“Eight hours of work, eight of leisure, eight of sleep” was the slogan coined in Australia in 1855 and proposed by the First International in Geneva in 1866. May 1st festivity comes from a moment of international intense fight of all workers, in asserting their rights and improve their condition, on the whole, the working time.
 
The struggle for the eight hours saw American workers, who paid a very high price, especially committed.
During the fighting in Chicago in the first days of May of 1886, known as “the revolt of Haymarket”, some strikers and policemen lost their lives and a violent wave of repression, a trail of violence toward the end of the nineteenth century and beyond, started. 
 
In Europe, the socialist delegates of the Second International Meeting in Paris in 1889 declared May 1, International Workers’ Day, with these words: “a big demonstration will be organized for a date, so that simultaneously in all countries and in all cities, on the same day, the workers will ask the public authorities to reduce the working day to eight hours…”
 
Thus the tradition of the first day of May began, but it was only on May 1st, 1919 that metalworkers and other categories of Italian workers could celebrate the achievement of the eight working hours.
 
Fascism, deeming it subversive, suppressed the recurrence and replaced it with the Festa del Lavoro Italiano in coincidence with the founding of Rome, il Natale di Roma, which was celebrated on April 21st.

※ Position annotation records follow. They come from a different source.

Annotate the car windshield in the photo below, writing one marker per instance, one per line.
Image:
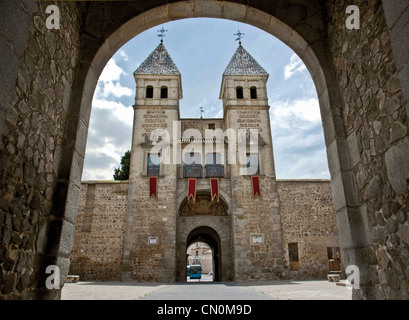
(195, 270)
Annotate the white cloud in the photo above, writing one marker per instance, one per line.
(111, 72)
(123, 55)
(296, 65)
(283, 113)
(109, 82)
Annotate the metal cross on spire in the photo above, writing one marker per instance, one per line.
(162, 34)
(239, 36)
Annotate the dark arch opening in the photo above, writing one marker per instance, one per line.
(211, 238)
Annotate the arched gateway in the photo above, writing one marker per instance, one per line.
(206, 221)
(361, 81)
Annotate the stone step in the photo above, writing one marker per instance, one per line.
(72, 279)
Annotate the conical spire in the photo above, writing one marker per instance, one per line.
(243, 64)
(159, 62)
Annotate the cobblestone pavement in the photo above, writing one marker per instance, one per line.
(275, 290)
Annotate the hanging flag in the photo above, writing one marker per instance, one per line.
(214, 188)
(256, 186)
(153, 187)
(191, 189)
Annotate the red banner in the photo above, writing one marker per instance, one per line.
(191, 189)
(256, 186)
(153, 187)
(214, 188)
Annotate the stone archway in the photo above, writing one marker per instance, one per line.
(211, 238)
(367, 147)
(207, 221)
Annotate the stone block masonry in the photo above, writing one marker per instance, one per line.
(307, 218)
(99, 236)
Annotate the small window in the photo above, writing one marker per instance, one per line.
(149, 92)
(239, 93)
(252, 164)
(153, 164)
(253, 93)
(164, 92)
(293, 256)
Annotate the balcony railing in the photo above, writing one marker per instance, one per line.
(192, 171)
(214, 170)
(153, 170)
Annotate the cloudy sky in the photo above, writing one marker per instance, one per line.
(201, 49)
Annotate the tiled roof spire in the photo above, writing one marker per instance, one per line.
(243, 64)
(159, 62)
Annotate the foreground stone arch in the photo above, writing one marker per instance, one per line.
(361, 81)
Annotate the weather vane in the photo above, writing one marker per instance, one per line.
(239, 36)
(162, 34)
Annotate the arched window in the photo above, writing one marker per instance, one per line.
(163, 92)
(239, 93)
(149, 92)
(253, 93)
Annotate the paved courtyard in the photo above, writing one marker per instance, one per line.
(271, 290)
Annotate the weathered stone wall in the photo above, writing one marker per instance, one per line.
(376, 130)
(308, 218)
(30, 147)
(149, 217)
(99, 231)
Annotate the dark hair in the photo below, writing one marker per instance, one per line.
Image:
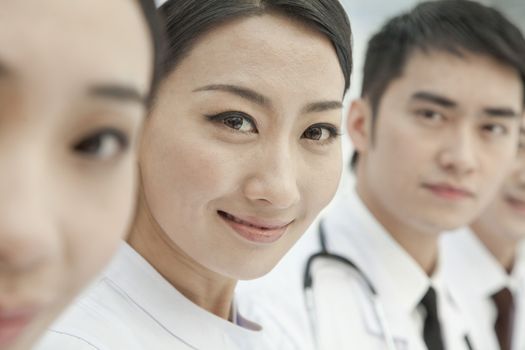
(187, 20)
(455, 26)
(149, 11)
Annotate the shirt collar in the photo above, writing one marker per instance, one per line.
(147, 289)
(352, 231)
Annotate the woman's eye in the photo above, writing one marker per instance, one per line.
(102, 145)
(236, 120)
(320, 132)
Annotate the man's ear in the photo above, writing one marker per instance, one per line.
(359, 125)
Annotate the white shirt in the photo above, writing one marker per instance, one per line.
(345, 317)
(474, 276)
(132, 307)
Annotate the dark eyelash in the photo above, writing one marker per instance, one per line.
(332, 129)
(223, 115)
(121, 137)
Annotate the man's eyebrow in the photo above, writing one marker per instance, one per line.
(434, 98)
(322, 106)
(118, 92)
(240, 91)
(500, 112)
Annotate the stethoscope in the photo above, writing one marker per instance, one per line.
(374, 296)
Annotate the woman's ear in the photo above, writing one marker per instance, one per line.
(359, 124)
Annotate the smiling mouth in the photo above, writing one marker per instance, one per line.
(516, 204)
(449, 192)
(253, 231)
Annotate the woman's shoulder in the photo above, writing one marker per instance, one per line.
(102, 318)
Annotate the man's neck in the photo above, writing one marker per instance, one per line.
(421, 245)
(501, 246)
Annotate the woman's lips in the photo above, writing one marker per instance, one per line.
(449, 192)
(255, 230)
(12, 324)
(516, 204)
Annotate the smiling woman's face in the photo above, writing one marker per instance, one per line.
(242, 150)
(71, 108)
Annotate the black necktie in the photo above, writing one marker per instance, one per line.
(432, 327)
(505, 304)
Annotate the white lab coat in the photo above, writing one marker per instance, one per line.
(132, 307)
(474, 276)
(345, 317)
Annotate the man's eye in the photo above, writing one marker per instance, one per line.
(430, 115)
(235, 120)
(495, 129)
(103, 144)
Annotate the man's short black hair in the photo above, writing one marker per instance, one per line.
(454, 26)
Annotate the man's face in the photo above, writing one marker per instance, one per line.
(445, 135)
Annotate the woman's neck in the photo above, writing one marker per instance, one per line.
(421, 246)
(207, 289)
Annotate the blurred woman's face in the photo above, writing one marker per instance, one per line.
(73, 77)
(242, 150)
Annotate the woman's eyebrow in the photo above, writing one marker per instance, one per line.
(118, 92)
(244, 92)
(322, 106)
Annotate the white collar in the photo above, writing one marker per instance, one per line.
(352, 231)
(143, 286)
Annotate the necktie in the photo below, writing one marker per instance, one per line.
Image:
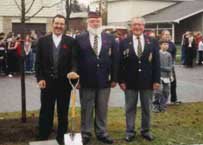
(95, 45)
(139, 47)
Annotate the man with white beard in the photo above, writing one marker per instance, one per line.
(97, 66)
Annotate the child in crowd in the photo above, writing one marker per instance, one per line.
(161, 95)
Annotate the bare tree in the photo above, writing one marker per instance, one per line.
(25, 9)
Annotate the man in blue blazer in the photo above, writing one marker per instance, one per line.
(139, 74)
(98, 69)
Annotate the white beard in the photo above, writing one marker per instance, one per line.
(93, 31)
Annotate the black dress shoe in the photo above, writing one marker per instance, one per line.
(105, 139)
(85, 140)
(147, 136)
(129, 138)
(60, 141)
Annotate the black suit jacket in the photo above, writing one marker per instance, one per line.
(44, 58)
(139, 73)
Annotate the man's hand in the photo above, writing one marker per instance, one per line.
(42, 84)
(72, 75)
(113, 84)
(156, 86)
(123, 86)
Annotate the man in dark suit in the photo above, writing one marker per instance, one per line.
(166, 36)
(139, 74)
(97, 63)
(55, 59)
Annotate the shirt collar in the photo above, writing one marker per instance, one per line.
(54, 36)
(141, 37)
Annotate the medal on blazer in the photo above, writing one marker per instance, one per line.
(150, 57)
(110, 51)
(126, 52)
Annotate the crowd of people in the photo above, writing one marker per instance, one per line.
(11, 52)
(192, 48)
(142, 65)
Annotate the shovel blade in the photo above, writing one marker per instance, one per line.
(73, 139)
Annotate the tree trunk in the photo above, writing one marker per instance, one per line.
(23, 96)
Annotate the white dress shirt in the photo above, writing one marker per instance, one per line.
(56, 39)
(91, 36)
(135, 43)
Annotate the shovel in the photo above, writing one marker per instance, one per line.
(73, 138)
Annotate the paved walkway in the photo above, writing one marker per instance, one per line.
(189, 89)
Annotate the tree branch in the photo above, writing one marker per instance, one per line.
(27, 11)
(40, 9)
(18, 6)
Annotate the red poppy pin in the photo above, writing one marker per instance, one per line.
(147, 40)
(65, 46)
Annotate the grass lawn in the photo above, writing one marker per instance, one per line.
(180, 125)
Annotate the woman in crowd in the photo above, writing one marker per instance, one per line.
(11, 55)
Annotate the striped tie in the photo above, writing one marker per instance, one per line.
(139, 47)
(95, 46)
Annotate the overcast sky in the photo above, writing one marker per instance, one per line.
(86, 2)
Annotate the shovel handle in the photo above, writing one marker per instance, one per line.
(73, 97)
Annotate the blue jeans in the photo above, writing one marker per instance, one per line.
(29, 62)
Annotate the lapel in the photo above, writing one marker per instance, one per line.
(103, 43)
(131, 46)
(61, 51)
(50, 48)
(146, 46)
(87, 37)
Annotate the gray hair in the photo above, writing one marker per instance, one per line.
(138, 18)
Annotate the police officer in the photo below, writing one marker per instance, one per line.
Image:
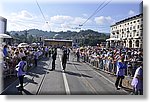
(54, 54)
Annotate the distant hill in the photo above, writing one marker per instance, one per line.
(86, 37)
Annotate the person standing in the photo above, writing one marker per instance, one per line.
(54, 54)
(36, 55)
(121, 66)
(21, 72)
(64, 59)
(137, 82)
(78, 55)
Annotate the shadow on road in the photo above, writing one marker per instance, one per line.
(77, 74)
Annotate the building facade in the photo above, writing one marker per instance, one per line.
(57, 42)
(127, 33)
(3, 24)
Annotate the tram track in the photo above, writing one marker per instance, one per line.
(85, 80)
(42, 80)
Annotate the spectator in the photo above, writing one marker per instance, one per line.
(137, 81)
(121, 66)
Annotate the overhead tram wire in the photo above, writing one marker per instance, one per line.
(40, 10)
(92, 14)
(96, 11)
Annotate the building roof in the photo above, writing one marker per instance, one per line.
(128, 19)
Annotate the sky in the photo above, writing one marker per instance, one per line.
(63, 15)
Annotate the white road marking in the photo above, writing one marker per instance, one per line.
(65, 80)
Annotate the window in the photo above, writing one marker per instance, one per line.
(130, 28)
(137, 34)
(137, 43)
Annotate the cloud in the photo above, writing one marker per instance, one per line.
(131, 13)
(60, 19)
(102, 20)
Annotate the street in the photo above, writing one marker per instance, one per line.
(78, 79)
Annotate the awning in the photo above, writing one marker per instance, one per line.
(4, 36)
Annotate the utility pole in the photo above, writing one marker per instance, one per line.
(26, 35)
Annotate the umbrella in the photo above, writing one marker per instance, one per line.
(5, 36)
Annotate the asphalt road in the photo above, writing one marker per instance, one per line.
(78, 79)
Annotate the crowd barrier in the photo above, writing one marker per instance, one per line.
(8, 65)
(107, 65)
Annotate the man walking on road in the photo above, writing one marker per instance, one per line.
(64, 59)
(121, 66)
(21, 72)
(54, 54)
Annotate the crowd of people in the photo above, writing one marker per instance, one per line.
(12, 55)
(120, 62)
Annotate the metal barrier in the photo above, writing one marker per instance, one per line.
(9, 65)
(108, 66)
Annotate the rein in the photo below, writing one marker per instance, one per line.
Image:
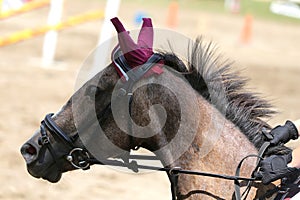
(80, 158)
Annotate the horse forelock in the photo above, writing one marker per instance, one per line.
(224, 88)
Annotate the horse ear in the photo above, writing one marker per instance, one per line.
(125, 41)
(135, 54)
(145, 38)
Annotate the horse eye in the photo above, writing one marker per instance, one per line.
(92, 91)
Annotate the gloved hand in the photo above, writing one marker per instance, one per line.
(282, 134)
(275, 167)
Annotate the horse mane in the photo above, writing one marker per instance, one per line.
(225, 89)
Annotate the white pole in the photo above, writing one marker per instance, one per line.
(50, 40)
(102, 53)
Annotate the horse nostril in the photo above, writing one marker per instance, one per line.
(29, 152)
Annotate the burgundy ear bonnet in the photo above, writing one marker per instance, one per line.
(136, 54)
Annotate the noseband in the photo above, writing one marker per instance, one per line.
(76, 156)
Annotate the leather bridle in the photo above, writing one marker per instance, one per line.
(80, 158)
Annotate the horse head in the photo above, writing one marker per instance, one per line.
(189, 115)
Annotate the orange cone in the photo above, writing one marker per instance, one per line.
(172, 18)
(246, 34)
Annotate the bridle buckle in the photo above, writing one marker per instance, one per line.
(78, 158)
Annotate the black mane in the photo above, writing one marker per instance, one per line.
(225, 89)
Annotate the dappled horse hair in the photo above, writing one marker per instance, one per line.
(226, 90)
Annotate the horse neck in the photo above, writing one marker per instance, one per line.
(217, 148)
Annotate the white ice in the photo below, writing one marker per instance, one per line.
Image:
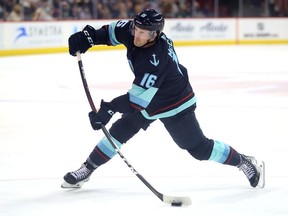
(45, 132)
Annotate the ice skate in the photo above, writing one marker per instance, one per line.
(77, 178)
(254, 170)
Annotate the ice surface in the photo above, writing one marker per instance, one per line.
(45, 132)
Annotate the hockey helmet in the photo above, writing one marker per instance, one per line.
(149, 19)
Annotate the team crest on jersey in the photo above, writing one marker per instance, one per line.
(154, 62)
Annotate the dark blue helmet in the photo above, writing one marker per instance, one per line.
(149, 19)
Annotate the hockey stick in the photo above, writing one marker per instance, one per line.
(171, 200)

Restored after the fall of Fascism, May 1st knew other moments of violence, especially the Portella della Ginestra massacre in 1947, when Salvatore Giuliano and his band killed poor peasants fighting against the latifondismo.
 
Today, May 1st in Italy, in the profound crisis of our days, seems to have abandoned the traditional form of celebration, a day of rest and feast to return to being an occasion on which the workers’s voices can be heard. The recurrence seems to have recovered themes that, at least in their urgency, it was believed to have delivered throughout history.
 
May 1st is not just an excuse to attend a free concert anymore, join a picnic, ride a bike or engage in talk more or less rhetorical, it means bring up subjects and topics of  high importance for the old country: work that just isn’t there, jobs that are missing, especially for the younger generations, insecurity, employment regulations that are increasingly abstract for a world of workers everyday more differentiated and crushed, in which people feel abandoned. The crisis of the Union is precisely the failure of the left wing connected to it.
 
This is a May 1st that poses enormous problems: disputes are on fire; debates are always open but little to nowhere conclusive, the solutions are improbable; the unions’s unity is a  Linus’s blanket that is getting always shorter and shorter, perched around words that do not get the new generations excited or passionate, apart from big free concerts more or less successful and a Piazza San Giovanni more or less crowded.